The largest chunk of US hazardous waste exports, for example, goes to Canada, which has a special bilateral agreement with Washington governing the trade, as does Mexico. Much of West Germany's hazardous wastes are shipped to a single dump just over the border inside East Germany.

This growing global network creates some surprising alliances. East and West Germany, for instance, tend to stand shoulder-to-shoulder on waste export issues.

In the end, however, the main division falls between industrialized and developing nations.

For instance, a proposal to require that exporters be allowed to ship only to countries with environmental regulations equal to those of the exporting country got scrapped from the convention - largely as a result of US opposition. The US argued that such a provision would effectively ban US waste exports, including those to Canada.
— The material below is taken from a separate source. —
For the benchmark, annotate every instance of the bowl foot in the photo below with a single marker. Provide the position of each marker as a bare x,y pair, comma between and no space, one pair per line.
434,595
The US is pushing hard to keep the focus on national legislation, rather than turning the waste trade issue over to international controls.

The Bush administration vowed earlier this month to clamp down on waste exports - by banning shipments to any country that doesn't have a waste-export agreement with Washington.

Meanwhile, activists are already looking toward the first follow-up meeting of the new convention - scheduled three months after the treaty is ratified.

Many tough issues are likely to surface at coming sessions. For instance, the convention says that the first meeting will set technical guidelines for ``environmentally sound management of wastes.''

``We're at the start of a very long road,'' one UN official says.